10 responses to “Morchella esculenta”

  1. phillip heart skipped a beat when the picture came up..!…my family lived in Iowa when i was a child…many years ago…and my grandfather was the King of Morels..he knew every secret part of the forests where they grew…i remember going with mom and dad..aunts and uncles… find the elusive morels..once you found one…keep that same stare..and look around but not moving…and like magic..they are everywhere..we would bring several full burlap bags home..grandma would split them..soak them in salt water..bread them in cracker crumbs..flour..and egg..fry them in large cast iron skillets…and the feast would begin..!

  2. Anne

    Oh Phillip, me too!! These used to grow under the tree in front of the house where I grew up in IL. I can’t believe I ever took these things for granted. What I wouldn’t give for that tasty breaded yumminess right now!

  3. Diana Ferguson

    Who knew – this could be so lovely. Thanks for the picture and for posting it as the Photo of the Day.

  4. wendy

    A Morel by any name would seem to taste as sweet! But one must truly go out and gather. Dried Morels in Switzerland cost almost 30Sfr. a gram. When I saw the picture I could understand how inviting the holes and tunnels might be to ravenous little critters. Wonderful shot! It summons up not only the taste and smell of the mushroom but the smell of the damp woods as well. Thanks as always!

  5. Sue Vargas

    Here in Western Michigan they are found all over in the spring. Delicious fried in butter with scrambled eggs. The best is the infamous holiday dish “Green Bean Casserole” with morels mixed in – Fabulous!

  6. Barbara Lamb

    As a child in Virginia I used to collect these with my father. Locals called them “merkels”, supposedly a variation of miracle, which described their tendency to pop up out of nowhere. Last spring in southeastern Ontario we found some so large we were able to stuff them – delicious!

  7. Eric Simpson

    I have yet to eat a morel. To the best of my knowledge, they don’t grow in SoCal, and I’ve never seen any in the grocery store (and I’ve looked). In fact, I don’t remember even ever seeing a spongiform mushroom, anywhere (though my wilderness travels have been restricted to the West Coast and Southwest). The only wild mushroom I know by sight and location are chanterelles in southwestern Oregon, but it’s been almost 30 years since I had that pleasure.

  8. phillip

    ..Eric..morels have almost zero shelf life after being picked..they will turn slimy and collapse after a day or so..once in a while you can find them in upgrade stores…you can can them in brine..or dry them..not like the fresh..we used to get chanterelles from the Berkley hills..California..some as large as 10#…and the most beautiful golden yellow color..

  9. James Singer

    Eric… SoCal is rich in meadow mushrooms, or it was when I grew up there. All during the depression we picked baskets of them. Fried in butter, they’re every bit as tasty as the morels I’ve foraged in WVA and MD.

  10. enid

    Many years ago I had a small plot of land around my country home, and I wanted so much to have Fireweed grow in the garden. I gathered seed pods and burned the ground in an area where I wanted to nurture these plants (evidently fireweed was the first plant to grow after the bombings in England after WW2). The next year, instead of a patch of Fireweed, I found a few of the ugliest mushrooms growing there. Being young and dumb, I beat the things to death because I didn’t know what they were and I didn’t want my young kids sampling them.
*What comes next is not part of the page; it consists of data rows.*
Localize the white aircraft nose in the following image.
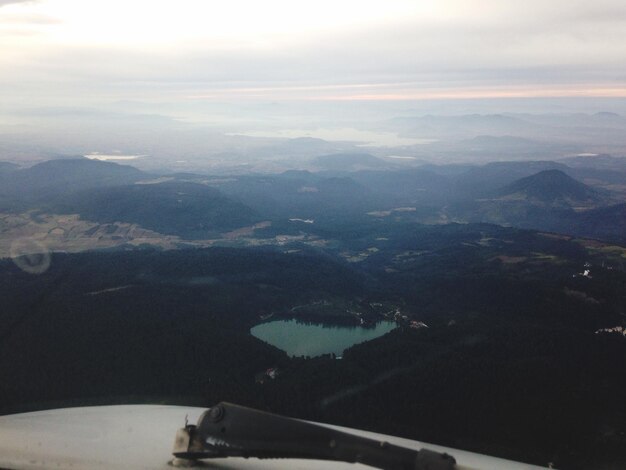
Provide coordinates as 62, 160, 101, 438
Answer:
0, 405, 542, 470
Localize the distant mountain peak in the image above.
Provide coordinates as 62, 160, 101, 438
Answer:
497, 169, 602, 205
When I learned the error of my ways, I tried to encourage the morels to come up again, but they spurned me. Thanks for that info today. I had no idea that morels seem to like to come on the burned land. Although I don’t care to eat mushrooms, I now think they are quite beautiful and wonderful art subjects.
    By the way, the fireweed didn’t come up in my back yard, but somehow some wayward seeds took hold in the front yard, and I was thrilled!